- The Business Case for a New Design Process
- Improving the Development Process
- Overview of Data Integration Modeling
- Conceptual Data Integration Models
- Logical Data Integration Models
- Physical Data Integration Models
- Tools for Developing Data Integration Models
- Industry-Based Data Integration Models
- Summary
- End-of-Chapter Questions
Logical Data Integration Models
A logical data integration model produces a set of detailed representations of the data integration requirements that captures the first-cut source mappings, business rules, and target data sets (table/file). These models portray the logical extract, data quality, transform, and load requirements for the intended data integration application. These models are still considered to be technology-independent. The following sections discuss the various logical data integration models.
High-Level Logical Data Integration Model
A high-level logical data integration model defines the scope and the boundaries for the project and the system, usually derived and augmented from the conceptual data integration model. A high-level data integration diagram provides the same guidelines as a context diagram does for a data flow diagram.
The high-level logical data integration model in Figure 3.6 provides the structure for what will be needed for the data integration system, as well as provides the outline for the logical models, such as extract, data quality, transform, and load components.
Figure 3.6 Logical high-level data integration model example
Logical Extraction Data Integration Models
The logical extraction data integration model determines what subject areas will need to be extracted from sources, such as what applications, databases, flat files, and unstructured sources.
Source file formats should be mapped to the attribute/column/field level. Once extracted, source data files should be loaded by default to the initial staging area.
Figure 3.7 depicts a logical extraction model.
Figure 3.7 Logical extraction data integration model example
Extract data integration models consist of two discrete sub processes or components:
- Getting the data out of the source system—Whether the data is actually extracted from the source system or captured from a message queue or flat file, the network connectivity to the source must be determined, the number of tables\files must be reviewed, and the files to extract and in what order to extract them in must be determined.
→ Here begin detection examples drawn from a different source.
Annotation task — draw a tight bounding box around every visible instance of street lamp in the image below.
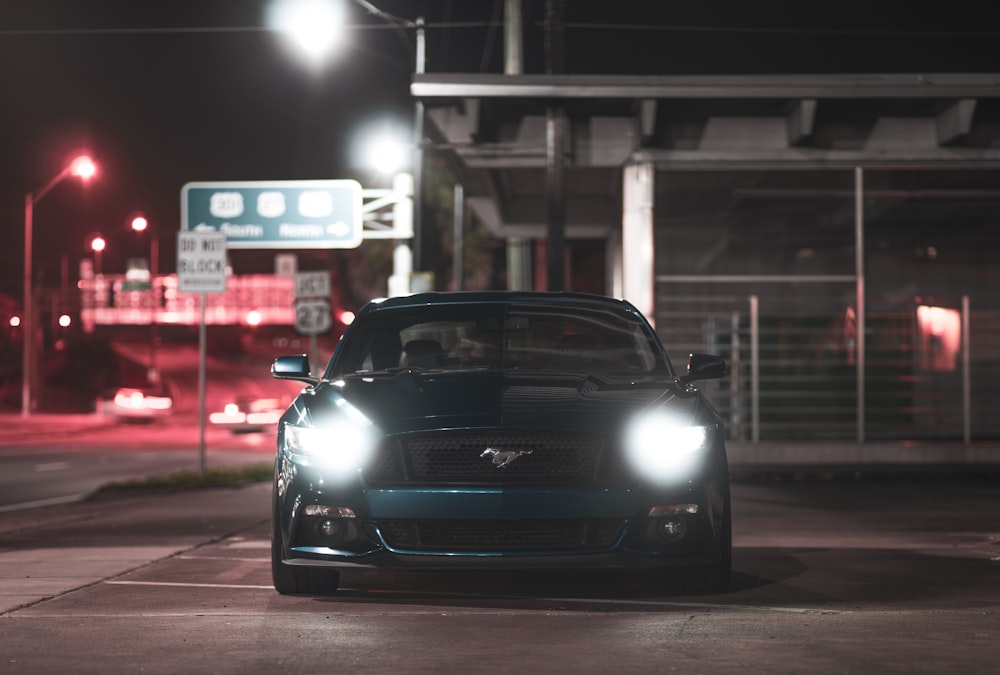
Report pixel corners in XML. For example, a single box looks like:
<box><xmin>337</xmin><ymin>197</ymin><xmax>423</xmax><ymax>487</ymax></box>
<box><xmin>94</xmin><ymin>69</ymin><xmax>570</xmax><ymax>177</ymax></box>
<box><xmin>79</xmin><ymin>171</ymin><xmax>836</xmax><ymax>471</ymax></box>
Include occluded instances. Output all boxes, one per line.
<box><xmin>90</xmin><ymin>235</ymin><xmax>108</xmax><ymax>277</ymax></box>
<box><xmin>268</xmin><ymin>0</ymin><xmax>426</xmax><ymax>269</ymax></box>
<box><xmin>21</xmin><ymin>155</ymin><xmax>97</xmax><ymax>417</ymax></box>
<box><xmin>132</xmin><ymin>215</ymin><xmax>160</xmax><ymax>384</ymax></box>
- Formatting the data to a subject area file—As discussed in Chapter 2, "An Architecture for Data Integration," subject area files provide a layer of encapsulation from the source to the final target area. The second major component of an extract data integration model is to rationalize the data from the source format to a common subject area file format, for example mapping a set of Siebel Customer Relationship Management Software tables to a customer subject area file.
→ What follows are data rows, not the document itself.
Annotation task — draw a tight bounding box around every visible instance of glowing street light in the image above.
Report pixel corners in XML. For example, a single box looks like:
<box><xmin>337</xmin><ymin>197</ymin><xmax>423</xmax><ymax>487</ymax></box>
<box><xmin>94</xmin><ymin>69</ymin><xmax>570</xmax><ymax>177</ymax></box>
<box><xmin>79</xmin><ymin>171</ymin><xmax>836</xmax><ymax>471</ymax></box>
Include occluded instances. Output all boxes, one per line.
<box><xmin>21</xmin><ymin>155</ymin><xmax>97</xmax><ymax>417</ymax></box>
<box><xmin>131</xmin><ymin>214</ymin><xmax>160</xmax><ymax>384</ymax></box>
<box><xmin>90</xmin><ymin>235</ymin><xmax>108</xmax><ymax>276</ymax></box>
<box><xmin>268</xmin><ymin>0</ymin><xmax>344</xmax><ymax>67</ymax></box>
Logical Data Quality Data Integration Models
The logical data quality data integration model contains the business and technical data quality checkpoints for the intended data integration process, as demonstrated in Figure 3.8.
Figure 3.8 Logical data quality data integration model example
Regardless of the technical or business data quality requirements, each data quality data integration model should contain the ability to produce a clean file, reject file, and reject report that would be instantiated in a selected data integration technology.
Also the error handling for the entire data integration process should be designed as a reusable component.
As discussed in the data quality architectural process in Chapter 2, a clear data quality process will produce a clean file, reject file, and reject report. Based on an organization's data governance procedures, the reject file can be leveraged for manual or automatic reprocessing.
Logical Transform Data Integration Models
The logical transform data integration model identifies at a logical level what transformations (in terms of calculations, splits, processing, and enrichment) are needed to be performed on the extracted data to meet the business intelligence requirements in terms of aggregation, calculation, and structure, which is demonstrated in Figure 3.9.
Figure 3.9 Logical transformation data integration model example
Transform types as defined in the transformation processes are determined on the business requirements for conforming, calculating, and aggregating data into enterprise information, as discussed in the transformation architectural process in Chapter 2.
Logical Load Data Integration Models
Logical load data integration models determine at a logical level what is needed to load the transformed and cleansed data into the target data repositories by subject area, which is portrayed in Figure 3.10.
Figure 3.10 Logical load data integration model example
Designing load processes by target and the subject areas within the defined target databases allows sub-processes to be defined, which further encapsulates changes in the target from source data, preventing significant maintenance. An example is when changes to the physical database schema occur, only the subject area load job needs to change, with little impact to the extract and transform processes.